EDITORIAL BOARD MEMBERS
Dr. Prem Ramasamy, completed his Ph.D. in Biophysics with specialization in structural biology from All India Institute of Medical Sciences (AIIMS), New Delhi, India and working as a Postdoctoral Associate at the Department of Biochemistry, Brandeis University, Waltham, MA, USA. He is on the editorial board of European Journal of Medicinal Plants, Der Pharmacia Sinica, Asian Journal of Pharmaceutical Research and Health Care, and Advance research in Pharmaceuticals & Biologicals and also serving on reviewer panel of many peer-reviewed journals including Protein Science, Acta Cryst Sect. F, Frontiers journals, Molecular and Cellular Biochemistry. He has been working on understanding the mechanism of several different proteins, notably on recoverin, a small calcium ion binding protein in the vertebrate visual system, as well as several terpene synthases, enzymes involved in the committed step in terpene biosynthetic pathways. Recently, he has solved the structure of the guanylyl cyclase domain of a newly discovered rhodopsin-guanylyl cyclase fusion protein from the aquatic fungus Blastocladiela emersonii. This fusion protein is of particular interest because of its use in optogenetic studies. For his doctorate, he was working on structural studies and inhibitor design of various proteins including phospholipase A2, hyaluronidase, and lactoferrin.

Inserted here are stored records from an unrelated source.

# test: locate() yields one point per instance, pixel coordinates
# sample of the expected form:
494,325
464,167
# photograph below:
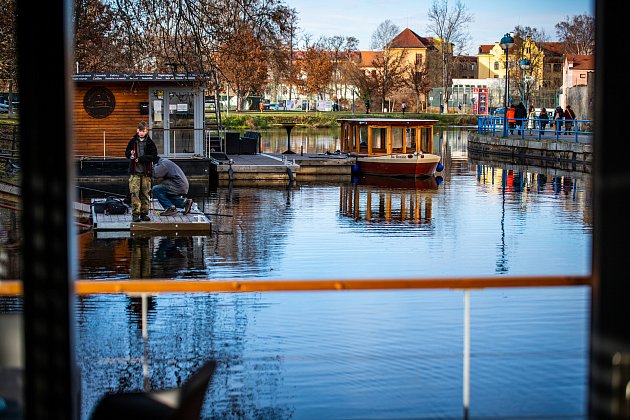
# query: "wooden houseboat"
391,146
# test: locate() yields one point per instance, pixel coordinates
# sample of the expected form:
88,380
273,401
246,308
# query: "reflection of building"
386,199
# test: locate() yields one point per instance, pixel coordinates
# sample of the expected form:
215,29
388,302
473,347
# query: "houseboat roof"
388,121
137,77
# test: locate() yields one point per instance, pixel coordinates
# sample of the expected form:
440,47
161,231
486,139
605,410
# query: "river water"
358,354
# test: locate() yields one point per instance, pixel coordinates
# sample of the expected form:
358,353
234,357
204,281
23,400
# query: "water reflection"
375,199
379,354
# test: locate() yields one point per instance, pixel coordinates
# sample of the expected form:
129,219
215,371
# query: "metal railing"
493,125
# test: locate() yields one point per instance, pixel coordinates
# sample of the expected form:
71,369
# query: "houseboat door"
176,120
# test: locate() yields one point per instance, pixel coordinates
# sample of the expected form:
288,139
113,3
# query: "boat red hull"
403,166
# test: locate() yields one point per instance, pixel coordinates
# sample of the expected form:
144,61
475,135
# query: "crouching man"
171,186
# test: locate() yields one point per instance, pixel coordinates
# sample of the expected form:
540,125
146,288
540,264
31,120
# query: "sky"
491,18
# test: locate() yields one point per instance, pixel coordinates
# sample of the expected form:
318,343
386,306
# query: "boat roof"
387,121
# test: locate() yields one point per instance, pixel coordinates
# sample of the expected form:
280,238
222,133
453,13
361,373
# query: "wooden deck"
193,222
282,168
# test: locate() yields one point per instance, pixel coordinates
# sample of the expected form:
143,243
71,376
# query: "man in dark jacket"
173,184
141,152
520,114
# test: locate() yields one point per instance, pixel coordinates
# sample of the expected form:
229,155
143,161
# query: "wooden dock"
282,168
193,222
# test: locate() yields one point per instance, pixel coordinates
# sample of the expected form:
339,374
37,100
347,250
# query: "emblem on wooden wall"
99,102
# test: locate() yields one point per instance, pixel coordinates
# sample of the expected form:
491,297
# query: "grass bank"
266,119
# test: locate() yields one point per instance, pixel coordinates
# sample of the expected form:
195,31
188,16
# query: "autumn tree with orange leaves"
314,71
243,64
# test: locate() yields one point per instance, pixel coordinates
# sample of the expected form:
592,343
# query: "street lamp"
507,42
525,65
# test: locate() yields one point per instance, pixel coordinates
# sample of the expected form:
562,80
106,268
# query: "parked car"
499,112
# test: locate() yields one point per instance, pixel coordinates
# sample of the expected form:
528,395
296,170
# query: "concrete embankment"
563,151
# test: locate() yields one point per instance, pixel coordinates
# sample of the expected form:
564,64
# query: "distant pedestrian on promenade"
171,188
531,119
558,116
511,116
141,152
520,114
544,119
569,116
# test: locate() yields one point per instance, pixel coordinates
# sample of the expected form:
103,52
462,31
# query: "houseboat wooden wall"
108,136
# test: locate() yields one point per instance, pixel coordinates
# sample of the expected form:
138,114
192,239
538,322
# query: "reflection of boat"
422,184
383,199
391,147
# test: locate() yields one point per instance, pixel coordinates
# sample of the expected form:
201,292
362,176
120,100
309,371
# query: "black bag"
115,206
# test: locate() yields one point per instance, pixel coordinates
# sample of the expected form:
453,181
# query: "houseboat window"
379,136
410,139
182,124
398,134
156,115
363,135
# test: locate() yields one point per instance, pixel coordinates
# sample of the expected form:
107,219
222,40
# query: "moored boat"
391,147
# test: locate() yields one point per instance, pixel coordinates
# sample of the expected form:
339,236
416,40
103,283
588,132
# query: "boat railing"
493,125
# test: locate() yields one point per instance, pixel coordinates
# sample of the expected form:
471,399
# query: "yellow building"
544,76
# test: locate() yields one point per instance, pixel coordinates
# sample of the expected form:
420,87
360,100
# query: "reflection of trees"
246,235
10,263
183,332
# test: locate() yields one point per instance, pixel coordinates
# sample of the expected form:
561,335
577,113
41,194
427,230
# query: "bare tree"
8,51
97,37
419,83
384,33
390,69
314,70
244,64
364,84
450,25
521,50
577,34
339,47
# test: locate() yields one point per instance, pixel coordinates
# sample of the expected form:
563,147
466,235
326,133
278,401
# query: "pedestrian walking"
172,186
511,117
141,152
569,116
531,119
520,114
543,119
558,116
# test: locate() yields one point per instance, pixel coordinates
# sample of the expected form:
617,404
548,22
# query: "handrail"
493,125
88,287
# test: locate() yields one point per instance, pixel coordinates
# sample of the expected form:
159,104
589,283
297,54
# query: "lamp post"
506,43
352,101
525,65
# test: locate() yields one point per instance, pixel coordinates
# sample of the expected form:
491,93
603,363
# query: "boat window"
410,139
398,134
379,136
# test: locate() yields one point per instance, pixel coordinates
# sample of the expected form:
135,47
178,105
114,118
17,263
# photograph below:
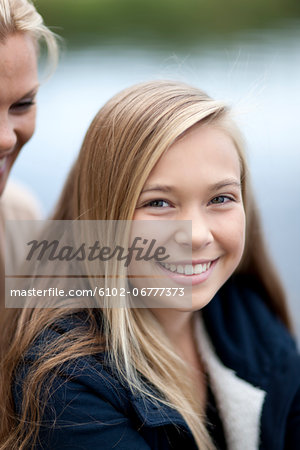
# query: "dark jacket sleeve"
292,440
86,407
76,417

Terpene synthase: Prem Ramasamy is working on to characterize the structure and enantiomer selection mechanism of the limonene synthase, a monoterpene cyclase from the navel orange, and trying to identify the enzyme’s reaction intermediates in the catalytic pathway.
Vision pathway: Prem Ramasamy is studying several of the proteins involved in visual phototransduction. His work focuses on the calcium-dependent interaction between recoverin and rhodopsin kinase, which delays termination of the visual signal by phosphorylation of rhodopsin. More recently, he is also working on two fungal opsins that are naturally fused to either a guanylyl cyclase or phosphodiesterase and modulate the phototransduction-signaling cascade.